She vibe coded an iPhone app and launched it to the App Store with zero coding knowledge
TL;DR
A true beginner shipped a real iPhone app: Bryce Ratner Keithley, whose career is in talent and recruiting, built Daily Hundreds in Replit starting in October and got it into the App Store a few months later with no traditional coding background.
The workflow was AI orchestrating AI: She used Replit to build the app, Claude to map the App Store path, Claude Code to generate code, Terminal for final steps, Railway for hosting, and TestFlight to get through Apple's review process.
The animal workout videos were not a gimmick, they solved user confusion: After early testers texted questions like "what's a superman?" and "how do I do a reverse lunge?", Bryce created anthropomorphic demo videos so the app could teach form without her becoming the support desk.

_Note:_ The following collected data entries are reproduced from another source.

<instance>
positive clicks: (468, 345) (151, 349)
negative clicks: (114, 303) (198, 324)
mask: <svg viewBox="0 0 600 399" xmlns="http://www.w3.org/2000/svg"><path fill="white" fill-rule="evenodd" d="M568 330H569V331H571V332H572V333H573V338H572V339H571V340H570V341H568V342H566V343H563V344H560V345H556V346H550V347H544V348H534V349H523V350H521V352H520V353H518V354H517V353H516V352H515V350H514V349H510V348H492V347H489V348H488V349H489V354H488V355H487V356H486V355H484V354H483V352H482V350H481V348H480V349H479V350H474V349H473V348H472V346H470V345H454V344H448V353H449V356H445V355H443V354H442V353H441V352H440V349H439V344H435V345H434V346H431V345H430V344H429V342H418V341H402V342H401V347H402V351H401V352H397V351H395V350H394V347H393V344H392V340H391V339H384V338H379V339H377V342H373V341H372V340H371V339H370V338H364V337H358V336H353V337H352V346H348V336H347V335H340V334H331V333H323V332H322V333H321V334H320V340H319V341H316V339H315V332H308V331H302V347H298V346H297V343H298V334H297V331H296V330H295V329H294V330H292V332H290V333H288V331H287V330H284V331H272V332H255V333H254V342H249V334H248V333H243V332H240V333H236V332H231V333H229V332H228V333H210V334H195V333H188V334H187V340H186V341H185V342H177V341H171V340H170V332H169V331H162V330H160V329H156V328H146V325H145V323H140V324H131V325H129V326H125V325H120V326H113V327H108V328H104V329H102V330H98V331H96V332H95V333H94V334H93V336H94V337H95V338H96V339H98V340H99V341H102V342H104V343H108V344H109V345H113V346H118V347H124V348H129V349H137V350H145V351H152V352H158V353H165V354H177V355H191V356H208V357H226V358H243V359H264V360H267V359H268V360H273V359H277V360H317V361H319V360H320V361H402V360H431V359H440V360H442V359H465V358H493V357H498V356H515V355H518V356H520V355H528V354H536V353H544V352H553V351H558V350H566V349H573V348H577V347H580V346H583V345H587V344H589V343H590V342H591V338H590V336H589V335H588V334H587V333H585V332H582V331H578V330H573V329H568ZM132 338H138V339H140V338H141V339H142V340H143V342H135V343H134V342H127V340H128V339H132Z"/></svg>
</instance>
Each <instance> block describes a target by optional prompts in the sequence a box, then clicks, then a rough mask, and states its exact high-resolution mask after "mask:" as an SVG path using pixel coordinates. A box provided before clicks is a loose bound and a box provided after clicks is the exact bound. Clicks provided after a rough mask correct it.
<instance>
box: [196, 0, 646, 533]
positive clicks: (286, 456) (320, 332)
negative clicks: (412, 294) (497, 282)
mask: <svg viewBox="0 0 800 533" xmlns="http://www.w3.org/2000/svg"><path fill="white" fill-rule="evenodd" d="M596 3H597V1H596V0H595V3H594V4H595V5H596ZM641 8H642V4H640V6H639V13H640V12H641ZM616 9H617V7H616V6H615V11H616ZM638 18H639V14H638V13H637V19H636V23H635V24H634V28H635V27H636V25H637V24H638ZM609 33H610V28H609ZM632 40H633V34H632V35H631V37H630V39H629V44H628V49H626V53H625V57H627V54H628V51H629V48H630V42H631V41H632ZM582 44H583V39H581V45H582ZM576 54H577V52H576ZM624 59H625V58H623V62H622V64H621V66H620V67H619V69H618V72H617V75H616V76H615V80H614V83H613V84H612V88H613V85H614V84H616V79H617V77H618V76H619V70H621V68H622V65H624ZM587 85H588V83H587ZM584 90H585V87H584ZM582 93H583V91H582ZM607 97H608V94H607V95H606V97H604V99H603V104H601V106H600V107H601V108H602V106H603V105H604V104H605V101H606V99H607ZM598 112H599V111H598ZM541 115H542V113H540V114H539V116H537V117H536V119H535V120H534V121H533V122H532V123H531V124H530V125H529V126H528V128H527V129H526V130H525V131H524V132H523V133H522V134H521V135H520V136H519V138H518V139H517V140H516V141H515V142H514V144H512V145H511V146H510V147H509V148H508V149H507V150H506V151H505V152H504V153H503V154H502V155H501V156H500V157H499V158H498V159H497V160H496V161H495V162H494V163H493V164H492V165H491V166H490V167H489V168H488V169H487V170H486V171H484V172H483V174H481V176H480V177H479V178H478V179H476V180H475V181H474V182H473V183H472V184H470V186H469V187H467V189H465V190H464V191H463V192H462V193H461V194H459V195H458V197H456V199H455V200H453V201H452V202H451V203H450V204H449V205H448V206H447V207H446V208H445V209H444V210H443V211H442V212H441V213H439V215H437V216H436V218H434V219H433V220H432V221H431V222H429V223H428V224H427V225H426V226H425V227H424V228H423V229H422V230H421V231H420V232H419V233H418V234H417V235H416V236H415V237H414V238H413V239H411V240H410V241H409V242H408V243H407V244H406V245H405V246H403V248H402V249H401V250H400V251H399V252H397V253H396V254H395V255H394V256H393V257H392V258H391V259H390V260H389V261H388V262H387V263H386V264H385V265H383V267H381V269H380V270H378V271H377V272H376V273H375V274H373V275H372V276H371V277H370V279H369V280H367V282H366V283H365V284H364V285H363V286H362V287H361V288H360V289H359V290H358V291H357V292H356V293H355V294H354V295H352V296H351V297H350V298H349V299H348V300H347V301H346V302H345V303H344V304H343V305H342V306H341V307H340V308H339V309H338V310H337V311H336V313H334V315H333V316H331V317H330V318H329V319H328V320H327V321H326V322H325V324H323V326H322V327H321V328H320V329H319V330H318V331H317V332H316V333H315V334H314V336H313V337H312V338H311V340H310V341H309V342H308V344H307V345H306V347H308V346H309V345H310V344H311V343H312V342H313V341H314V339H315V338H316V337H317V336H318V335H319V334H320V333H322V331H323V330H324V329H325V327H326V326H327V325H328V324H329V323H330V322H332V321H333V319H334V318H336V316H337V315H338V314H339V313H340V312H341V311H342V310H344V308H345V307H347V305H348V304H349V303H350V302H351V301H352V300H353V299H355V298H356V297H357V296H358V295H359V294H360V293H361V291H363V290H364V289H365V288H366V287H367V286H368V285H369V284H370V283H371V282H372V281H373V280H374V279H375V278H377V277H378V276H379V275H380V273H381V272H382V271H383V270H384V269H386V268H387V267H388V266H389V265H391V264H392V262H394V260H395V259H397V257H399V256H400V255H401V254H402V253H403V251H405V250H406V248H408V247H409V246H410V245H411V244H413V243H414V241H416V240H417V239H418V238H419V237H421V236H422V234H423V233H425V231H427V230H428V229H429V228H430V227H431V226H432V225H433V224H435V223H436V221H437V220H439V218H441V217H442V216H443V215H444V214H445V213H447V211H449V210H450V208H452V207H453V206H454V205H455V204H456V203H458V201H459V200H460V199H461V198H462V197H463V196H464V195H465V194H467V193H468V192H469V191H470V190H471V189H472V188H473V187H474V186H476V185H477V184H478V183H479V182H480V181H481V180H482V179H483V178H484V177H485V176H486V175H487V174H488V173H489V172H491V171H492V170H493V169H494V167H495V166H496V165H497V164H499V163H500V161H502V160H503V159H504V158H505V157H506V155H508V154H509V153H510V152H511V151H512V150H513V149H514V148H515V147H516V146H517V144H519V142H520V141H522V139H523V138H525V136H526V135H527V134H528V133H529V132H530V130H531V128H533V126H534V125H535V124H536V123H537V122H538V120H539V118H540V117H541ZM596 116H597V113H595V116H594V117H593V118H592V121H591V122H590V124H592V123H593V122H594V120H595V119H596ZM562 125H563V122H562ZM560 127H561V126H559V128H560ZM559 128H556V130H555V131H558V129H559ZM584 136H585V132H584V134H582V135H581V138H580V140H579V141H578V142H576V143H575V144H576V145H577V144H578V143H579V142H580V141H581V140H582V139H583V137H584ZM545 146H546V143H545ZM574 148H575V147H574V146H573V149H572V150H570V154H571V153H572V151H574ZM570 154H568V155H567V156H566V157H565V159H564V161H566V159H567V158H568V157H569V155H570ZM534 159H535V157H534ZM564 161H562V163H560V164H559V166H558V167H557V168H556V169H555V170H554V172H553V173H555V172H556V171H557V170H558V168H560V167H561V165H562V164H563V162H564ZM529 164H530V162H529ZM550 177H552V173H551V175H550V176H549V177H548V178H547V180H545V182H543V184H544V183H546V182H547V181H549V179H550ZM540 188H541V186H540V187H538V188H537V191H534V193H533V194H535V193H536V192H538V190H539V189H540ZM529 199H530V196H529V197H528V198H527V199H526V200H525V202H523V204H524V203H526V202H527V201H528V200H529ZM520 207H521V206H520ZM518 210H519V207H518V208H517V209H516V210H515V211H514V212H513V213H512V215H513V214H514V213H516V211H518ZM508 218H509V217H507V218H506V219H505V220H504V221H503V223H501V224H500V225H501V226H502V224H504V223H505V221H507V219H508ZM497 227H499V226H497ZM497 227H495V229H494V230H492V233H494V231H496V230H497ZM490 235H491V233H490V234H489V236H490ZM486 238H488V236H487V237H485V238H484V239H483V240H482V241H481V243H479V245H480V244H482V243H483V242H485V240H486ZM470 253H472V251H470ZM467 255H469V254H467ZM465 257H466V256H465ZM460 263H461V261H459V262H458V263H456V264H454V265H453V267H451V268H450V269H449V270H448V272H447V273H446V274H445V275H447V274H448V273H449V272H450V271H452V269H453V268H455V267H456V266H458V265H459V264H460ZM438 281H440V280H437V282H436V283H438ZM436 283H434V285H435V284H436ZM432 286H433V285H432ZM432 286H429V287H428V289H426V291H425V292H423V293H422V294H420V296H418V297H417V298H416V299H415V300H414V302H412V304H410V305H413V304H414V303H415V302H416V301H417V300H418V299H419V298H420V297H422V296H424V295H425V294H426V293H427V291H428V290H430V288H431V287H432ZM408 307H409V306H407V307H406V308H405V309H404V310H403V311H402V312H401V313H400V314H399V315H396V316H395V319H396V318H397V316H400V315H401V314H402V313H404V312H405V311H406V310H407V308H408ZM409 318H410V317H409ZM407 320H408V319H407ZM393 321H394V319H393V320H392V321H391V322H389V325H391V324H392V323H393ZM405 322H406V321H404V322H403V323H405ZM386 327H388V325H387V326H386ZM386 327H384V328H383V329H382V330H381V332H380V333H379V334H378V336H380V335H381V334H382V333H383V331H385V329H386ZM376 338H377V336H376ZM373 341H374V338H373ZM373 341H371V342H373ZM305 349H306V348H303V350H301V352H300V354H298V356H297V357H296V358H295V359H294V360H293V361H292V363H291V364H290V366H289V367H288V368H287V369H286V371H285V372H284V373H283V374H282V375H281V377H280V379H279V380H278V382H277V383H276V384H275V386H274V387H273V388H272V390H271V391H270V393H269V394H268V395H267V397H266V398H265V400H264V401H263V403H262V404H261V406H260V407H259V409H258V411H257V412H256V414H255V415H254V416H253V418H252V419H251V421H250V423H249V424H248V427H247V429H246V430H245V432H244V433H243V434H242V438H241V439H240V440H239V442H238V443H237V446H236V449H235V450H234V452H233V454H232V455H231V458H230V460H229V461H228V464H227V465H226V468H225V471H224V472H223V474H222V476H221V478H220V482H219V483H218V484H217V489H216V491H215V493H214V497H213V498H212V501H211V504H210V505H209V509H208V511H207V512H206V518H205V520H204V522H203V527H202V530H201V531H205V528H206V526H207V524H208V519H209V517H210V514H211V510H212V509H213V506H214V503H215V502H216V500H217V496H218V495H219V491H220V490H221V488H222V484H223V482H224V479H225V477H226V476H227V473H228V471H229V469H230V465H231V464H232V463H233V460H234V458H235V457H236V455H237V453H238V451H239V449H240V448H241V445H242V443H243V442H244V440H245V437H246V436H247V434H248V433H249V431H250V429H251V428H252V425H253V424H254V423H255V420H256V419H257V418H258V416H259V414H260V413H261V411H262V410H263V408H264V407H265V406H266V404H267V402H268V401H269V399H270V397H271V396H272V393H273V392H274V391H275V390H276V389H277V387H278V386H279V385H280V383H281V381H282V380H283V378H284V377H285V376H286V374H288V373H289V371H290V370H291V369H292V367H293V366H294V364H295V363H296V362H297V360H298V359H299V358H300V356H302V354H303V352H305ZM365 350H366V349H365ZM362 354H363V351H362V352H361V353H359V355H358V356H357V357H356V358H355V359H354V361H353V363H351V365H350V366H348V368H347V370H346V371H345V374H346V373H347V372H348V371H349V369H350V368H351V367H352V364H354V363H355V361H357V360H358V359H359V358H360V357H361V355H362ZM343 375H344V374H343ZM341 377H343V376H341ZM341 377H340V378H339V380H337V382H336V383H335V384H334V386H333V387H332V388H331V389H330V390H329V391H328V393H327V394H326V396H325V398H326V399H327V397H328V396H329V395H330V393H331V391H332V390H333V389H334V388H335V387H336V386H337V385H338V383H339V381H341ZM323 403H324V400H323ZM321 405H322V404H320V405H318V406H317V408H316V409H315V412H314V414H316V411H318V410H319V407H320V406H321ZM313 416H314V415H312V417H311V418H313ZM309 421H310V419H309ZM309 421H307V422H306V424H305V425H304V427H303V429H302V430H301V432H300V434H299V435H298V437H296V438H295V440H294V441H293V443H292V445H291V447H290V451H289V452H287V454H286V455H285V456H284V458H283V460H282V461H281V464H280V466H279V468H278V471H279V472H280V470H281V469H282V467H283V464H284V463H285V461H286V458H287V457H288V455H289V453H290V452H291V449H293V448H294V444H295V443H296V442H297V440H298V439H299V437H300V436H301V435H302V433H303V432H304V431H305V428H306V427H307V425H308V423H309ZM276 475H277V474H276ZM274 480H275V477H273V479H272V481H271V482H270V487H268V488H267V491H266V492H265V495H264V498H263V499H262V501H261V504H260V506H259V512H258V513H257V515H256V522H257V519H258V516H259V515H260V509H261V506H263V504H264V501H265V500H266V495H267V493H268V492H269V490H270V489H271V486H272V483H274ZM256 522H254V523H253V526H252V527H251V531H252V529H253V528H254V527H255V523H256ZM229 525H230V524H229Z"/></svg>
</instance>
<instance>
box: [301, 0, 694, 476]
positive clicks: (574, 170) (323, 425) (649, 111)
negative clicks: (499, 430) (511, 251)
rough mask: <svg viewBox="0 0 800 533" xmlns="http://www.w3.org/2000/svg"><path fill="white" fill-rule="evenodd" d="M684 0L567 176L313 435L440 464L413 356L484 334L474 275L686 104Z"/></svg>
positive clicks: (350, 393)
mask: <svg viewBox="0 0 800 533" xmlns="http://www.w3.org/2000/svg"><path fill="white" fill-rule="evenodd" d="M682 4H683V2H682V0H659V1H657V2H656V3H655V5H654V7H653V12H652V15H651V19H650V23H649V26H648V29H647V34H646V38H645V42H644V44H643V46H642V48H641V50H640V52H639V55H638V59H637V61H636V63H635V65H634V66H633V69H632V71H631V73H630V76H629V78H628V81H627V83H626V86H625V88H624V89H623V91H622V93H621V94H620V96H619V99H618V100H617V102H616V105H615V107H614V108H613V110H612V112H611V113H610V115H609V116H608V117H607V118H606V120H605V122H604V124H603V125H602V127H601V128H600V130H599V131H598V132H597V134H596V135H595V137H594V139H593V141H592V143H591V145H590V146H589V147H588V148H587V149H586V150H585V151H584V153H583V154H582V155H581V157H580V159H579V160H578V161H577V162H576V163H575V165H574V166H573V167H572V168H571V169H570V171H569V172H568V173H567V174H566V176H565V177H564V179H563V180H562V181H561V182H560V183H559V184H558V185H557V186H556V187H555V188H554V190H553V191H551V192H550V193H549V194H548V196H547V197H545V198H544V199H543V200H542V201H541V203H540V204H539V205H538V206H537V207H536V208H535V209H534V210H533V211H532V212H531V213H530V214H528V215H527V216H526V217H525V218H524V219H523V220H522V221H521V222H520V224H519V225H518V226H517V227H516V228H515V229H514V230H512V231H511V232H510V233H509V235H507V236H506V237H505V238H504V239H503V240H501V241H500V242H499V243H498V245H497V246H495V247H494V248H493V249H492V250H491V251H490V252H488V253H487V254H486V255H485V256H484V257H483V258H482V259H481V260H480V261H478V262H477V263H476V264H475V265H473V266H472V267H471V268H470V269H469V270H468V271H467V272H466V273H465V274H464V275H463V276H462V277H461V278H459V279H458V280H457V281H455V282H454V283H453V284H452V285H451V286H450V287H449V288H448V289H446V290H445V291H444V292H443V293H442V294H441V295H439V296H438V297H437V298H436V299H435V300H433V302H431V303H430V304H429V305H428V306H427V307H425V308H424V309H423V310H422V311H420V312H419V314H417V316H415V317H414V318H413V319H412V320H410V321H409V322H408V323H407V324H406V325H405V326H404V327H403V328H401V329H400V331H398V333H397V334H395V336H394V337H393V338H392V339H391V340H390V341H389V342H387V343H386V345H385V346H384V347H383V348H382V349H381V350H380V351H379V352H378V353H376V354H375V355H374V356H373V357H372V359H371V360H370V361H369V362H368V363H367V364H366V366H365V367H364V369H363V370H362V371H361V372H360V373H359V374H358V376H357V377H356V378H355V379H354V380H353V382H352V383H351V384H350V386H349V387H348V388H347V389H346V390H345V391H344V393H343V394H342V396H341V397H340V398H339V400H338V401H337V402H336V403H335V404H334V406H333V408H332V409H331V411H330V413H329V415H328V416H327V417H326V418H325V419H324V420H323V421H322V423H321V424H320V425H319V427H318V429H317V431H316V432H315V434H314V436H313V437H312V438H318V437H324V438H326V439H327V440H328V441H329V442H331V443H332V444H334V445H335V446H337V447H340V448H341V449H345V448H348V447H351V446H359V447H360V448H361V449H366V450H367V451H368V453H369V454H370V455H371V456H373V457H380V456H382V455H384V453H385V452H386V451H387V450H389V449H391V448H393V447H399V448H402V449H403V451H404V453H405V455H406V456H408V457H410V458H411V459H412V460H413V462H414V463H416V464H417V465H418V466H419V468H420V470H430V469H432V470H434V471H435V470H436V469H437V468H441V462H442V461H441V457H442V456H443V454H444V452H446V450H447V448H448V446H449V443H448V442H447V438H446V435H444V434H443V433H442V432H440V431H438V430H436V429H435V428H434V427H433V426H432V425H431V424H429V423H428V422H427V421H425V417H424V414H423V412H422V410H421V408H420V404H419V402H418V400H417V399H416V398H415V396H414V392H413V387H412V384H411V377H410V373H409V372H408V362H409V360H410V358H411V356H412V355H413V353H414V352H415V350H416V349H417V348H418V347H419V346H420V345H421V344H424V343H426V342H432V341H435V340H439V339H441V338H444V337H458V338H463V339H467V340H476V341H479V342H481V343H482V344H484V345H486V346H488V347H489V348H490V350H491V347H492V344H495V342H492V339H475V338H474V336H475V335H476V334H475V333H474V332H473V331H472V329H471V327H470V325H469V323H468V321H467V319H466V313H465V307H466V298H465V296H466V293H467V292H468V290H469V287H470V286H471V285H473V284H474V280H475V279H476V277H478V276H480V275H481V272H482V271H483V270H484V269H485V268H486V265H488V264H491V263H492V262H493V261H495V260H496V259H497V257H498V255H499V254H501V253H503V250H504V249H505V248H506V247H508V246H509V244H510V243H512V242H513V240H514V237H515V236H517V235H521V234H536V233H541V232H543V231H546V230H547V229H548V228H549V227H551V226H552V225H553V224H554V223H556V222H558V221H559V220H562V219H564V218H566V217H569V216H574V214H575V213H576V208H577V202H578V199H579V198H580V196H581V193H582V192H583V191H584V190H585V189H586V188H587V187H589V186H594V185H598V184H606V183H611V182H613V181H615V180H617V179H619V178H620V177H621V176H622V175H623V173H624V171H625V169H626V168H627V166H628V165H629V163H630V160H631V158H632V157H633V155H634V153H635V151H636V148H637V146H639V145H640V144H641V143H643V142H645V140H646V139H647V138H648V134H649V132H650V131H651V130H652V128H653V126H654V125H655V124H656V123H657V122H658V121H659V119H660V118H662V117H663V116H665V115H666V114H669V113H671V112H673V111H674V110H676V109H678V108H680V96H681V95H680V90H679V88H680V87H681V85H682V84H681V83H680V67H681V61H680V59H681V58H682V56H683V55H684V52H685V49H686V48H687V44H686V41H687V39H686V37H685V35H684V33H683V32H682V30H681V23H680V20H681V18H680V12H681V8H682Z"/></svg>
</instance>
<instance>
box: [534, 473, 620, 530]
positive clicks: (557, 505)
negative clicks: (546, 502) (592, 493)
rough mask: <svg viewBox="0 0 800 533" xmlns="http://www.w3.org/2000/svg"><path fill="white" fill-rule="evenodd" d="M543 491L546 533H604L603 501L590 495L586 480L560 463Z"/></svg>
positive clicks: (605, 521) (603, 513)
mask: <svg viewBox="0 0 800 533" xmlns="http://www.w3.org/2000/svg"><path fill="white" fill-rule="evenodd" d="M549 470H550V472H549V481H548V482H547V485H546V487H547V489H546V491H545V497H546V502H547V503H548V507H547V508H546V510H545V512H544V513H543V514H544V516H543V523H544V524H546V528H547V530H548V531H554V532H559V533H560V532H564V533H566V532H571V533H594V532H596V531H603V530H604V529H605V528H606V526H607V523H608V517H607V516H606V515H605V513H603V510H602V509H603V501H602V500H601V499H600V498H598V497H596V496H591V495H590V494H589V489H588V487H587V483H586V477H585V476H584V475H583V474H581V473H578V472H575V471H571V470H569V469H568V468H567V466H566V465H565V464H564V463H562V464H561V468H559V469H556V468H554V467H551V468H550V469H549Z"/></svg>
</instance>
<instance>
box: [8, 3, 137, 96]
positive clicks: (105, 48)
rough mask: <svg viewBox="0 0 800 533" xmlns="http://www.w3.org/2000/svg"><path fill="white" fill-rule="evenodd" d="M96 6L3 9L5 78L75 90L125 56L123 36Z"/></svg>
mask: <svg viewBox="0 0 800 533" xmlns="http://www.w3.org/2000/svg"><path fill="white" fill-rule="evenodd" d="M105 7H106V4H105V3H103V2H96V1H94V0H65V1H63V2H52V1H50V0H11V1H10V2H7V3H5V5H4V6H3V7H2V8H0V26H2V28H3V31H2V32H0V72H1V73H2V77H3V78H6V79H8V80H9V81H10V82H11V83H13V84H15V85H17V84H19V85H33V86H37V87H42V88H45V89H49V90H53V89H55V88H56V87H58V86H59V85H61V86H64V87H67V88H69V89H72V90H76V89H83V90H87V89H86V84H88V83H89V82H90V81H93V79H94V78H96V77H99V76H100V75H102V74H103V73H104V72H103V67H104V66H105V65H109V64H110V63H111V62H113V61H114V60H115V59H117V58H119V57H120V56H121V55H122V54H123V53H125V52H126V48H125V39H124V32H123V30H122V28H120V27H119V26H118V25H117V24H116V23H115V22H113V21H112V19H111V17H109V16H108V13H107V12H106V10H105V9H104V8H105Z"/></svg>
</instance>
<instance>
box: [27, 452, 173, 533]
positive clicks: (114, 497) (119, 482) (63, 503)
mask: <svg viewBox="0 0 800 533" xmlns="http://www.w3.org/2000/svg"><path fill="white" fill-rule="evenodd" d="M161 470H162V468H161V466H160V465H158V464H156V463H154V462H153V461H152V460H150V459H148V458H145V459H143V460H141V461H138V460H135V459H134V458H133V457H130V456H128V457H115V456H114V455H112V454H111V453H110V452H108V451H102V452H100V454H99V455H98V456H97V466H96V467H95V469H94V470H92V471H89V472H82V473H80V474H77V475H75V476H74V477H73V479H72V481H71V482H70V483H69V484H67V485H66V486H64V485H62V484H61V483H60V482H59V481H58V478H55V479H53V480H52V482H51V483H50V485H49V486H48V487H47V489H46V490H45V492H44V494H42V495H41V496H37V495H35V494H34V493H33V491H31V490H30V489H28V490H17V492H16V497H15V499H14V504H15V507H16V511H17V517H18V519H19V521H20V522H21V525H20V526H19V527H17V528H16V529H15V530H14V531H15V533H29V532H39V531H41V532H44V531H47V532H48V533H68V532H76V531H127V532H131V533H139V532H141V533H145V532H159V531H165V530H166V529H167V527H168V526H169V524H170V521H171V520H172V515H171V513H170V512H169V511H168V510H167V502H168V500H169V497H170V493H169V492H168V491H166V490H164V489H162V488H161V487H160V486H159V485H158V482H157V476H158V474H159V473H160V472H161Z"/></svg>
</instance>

Precise prompting beat vague creativity: Bryce found that success came from extremely literal prompts like "both knees above hips" and "head to the left, feet to the right," plus restarting from scratch instead of iterating on a bad generation.
The image-to-video stack was surprisingly specific: She created exercise-ready animal stills in Gemini, filmed herself doing each exercise, then combined the two in Higgsfield using Kling 3 motion control because Sora was too limited and standalone Kling was worse than Kling inside Higgsfield.
Her hiring takeaway was blunt: In technical work especially, humans can no longer define their value as "find the working solution fastest" because the models can do that faster, so the role has already shifted toward judgment, collaboration, and adapting to new toolchains.
The Breakdown
A non-technical startup talent leader built Daily Hundreds, an iPhone fitness app with AI-generated animal workout videos, and got it into the App Store after about 25 to 30 hours of focused work, despite saying she still does not really know what Railway does. The punchline is not just that she shipped, but that her beginner mindset, plus tools like Replit, Claude Code, Gemini, and Higgsfield, let her brute-force past the old assumption that you need to be an engineer to launch a real app.